Mme Hélène Lipietz. Monsieur le président, madame la ministre, mes chers collègues, les biens sectionaux constituent une forme de limitation de la propriété publique afin de garantir un usage et un usufruit collectifs aux habitants du lieu. Plusieurs fois réformée au cours des trois dernières décennies, la gestion de ces biens présente toujours une complexité rarement observée, et Dieu sait pourtant si nos lois en recèlent !
Ce régime particulier, puisqu’il ne s’adresse qu’à une fraction de la population d’une commune, constitue une rupture d’égalité au sein d’une même collectivité. Ces biens produisent des richesses qui ne sont utilisées que dans l’intérêt du territoire de la section, alors même qu’ils appartiennent à la commune dans son entier.
Les anciens usagers de cette partie du territoire communal, mais non ceux qui y travaillent toujours, vont évidemment y perdre avec la communalisation d’un espace commun privatisé. Mais les habitants de la commune, eux, vont bénéficier de cette réappropriation.
Nous ne votons ici que la disparition des sections de commune qui sont des coquilles vides, car elles ne fonctionnent pas. Or c’est le cas de la plupart d’entre elles. Il semble que seules 200 sections environ fonctionnent effectivement et ont constitué un conseil syndical pour gérer la section et les rapports avec la commune. Cette proposition de loi ne les concerne donc pas.
Je me réjouis que la proposition de loi reconnaisse la nature publique de la section de commune et définisse clairement la qualité de membre de la section, qui était pour le moins floue jusqu’à présent.
Comme écologistes, l’une de nos craintes était de voir ce texte contribuer à la spéculation foncière sur les terres agricoles. L’article 4 decies, que nous proposons de renforcer, répond à cette inquiétude. Nous devrons cependant rester attentifs quant à l’application de ce texte sur plusieurs points. Il nous faudra par exemple vérifier que, lors du rattachement des biens de la section à la commune, l’information des habitants est effective et efficace. Nous devrons également vérifier que le droit à indemnisation des bénéficiaires est respecté et d’un niveau acceptable.
Au-delà de cette proposition de loi, qui n’est pas parfaite, notamment quant à la possibilité de « droit de retour » des terres à leurs anciens exploitants lorsque la commune n’entend pas les garder comme biens communaux »“ cela justifie que nous défendions ultérieurement quelques amendements »“, nous devrions nous intéresser à la notion de biens communs, notion chère aux écologistes, et nous interroger sur l’association des citoyens à leur gestion.
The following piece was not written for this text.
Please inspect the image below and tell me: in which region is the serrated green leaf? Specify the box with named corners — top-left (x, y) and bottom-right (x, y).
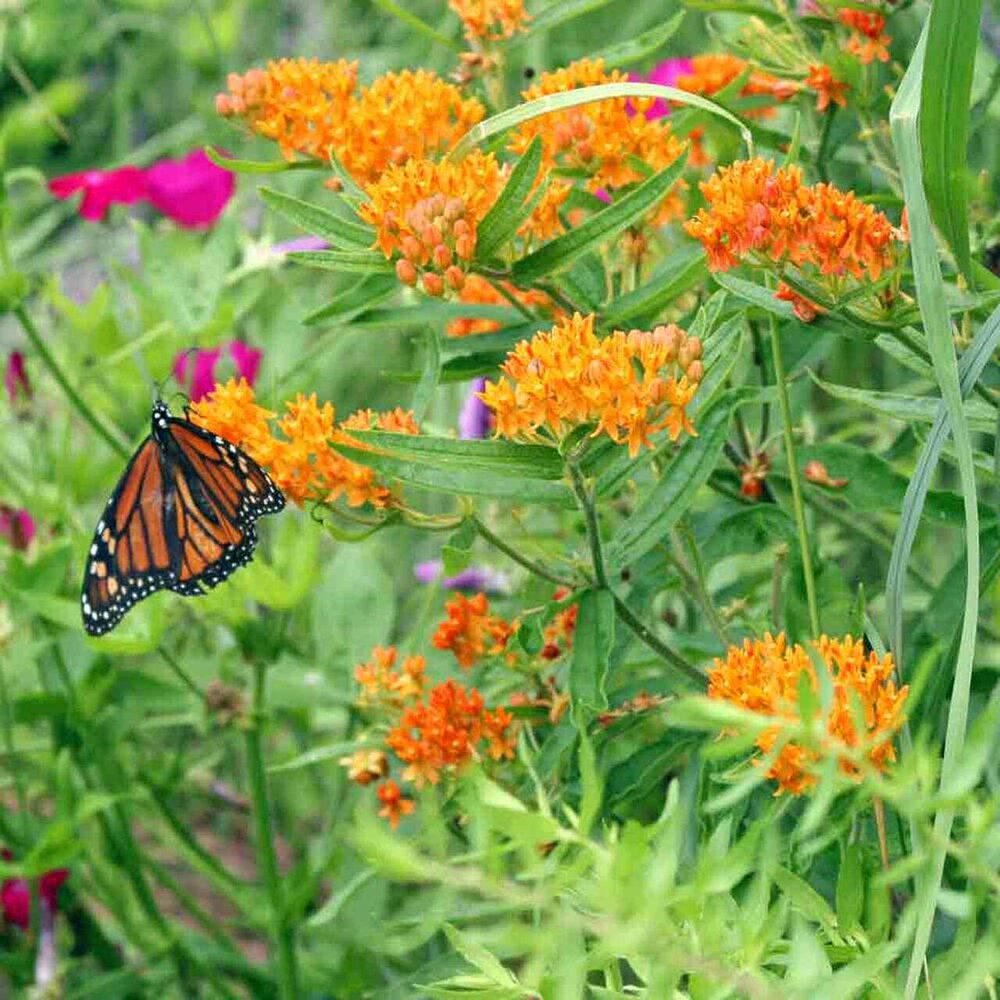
top-left (513, 155), bottom-right (686, 284)
top-left (260, 187), bottom-right (375, 250)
Aujourd’hui, il existe un besoin réel de retisser les liens qui devraient unir toutes les communautés humaines : la prise de décisions collectives, la connaissance de l’environnement proche, la protection du cadre de vie et la vision d’avenir de l’intérêt commun sont autant d’éléments de nature à souder une société humaine, quelle qu’en soit la taille, de la plus petite commune à l’État. L’individualisme et l’égoïsme ne sont pas des valeurs qui permettent au citoyen de relever la tête en temps de crise. En revanche, en ces temps difficiles, nous avons besoin d’entraide, de solidarité et de partage. Même dans nos grandes villes, il existe des déclinaisons de ces biens communs, tels les « jardins partagés », des jardins ouvriers mis au goût du jour, avec une notion collective plus marquée encore.
Il reste en France de nombreux bois communaux ; on pourrait aisément associer les citoyens à leur gestion et leur exploitation en réactivant l’affouage. De même, les canaux d’irrigation de proximité, comme ceux qui existent dans le Briançonnais, se comblent peu à peu, la commune n’ayant pas la volonté de leur redonner leur utilité, au profit de l’appropriation sauvage de sources par les captages privés.
Il conviendrait aussi d’associer les usagers à la gestion des biens collectifs que sont les aménagements urbains, les équipements sportifs, etc. II faut redonner du sens à la consultation des citoyens, en les rendant acteurs de la gestion des affaires de leur commune, au travers, par exemple, de la gestion d’un budget participatif. Nous renforcerions alors le sentiment de confiance dans la gestion des propriétés publiques et aussi dans le rôle de l’impôt. Nous donnerions aux citoyens la possibilité de comprendre le fonctionnement des espaces publics et de prendre leur part dans l’exercice de la gestion de ces biens communs. Ce serait un premier pas vers une meilleure compréhension de la politique, celle que nous aimons et que nous servons aujourd’hui, à savoir la gestion de la res publica. (Applaudissements sur quelques travées du groupe socialiste. »“ M. le rapporteur applaudit également.)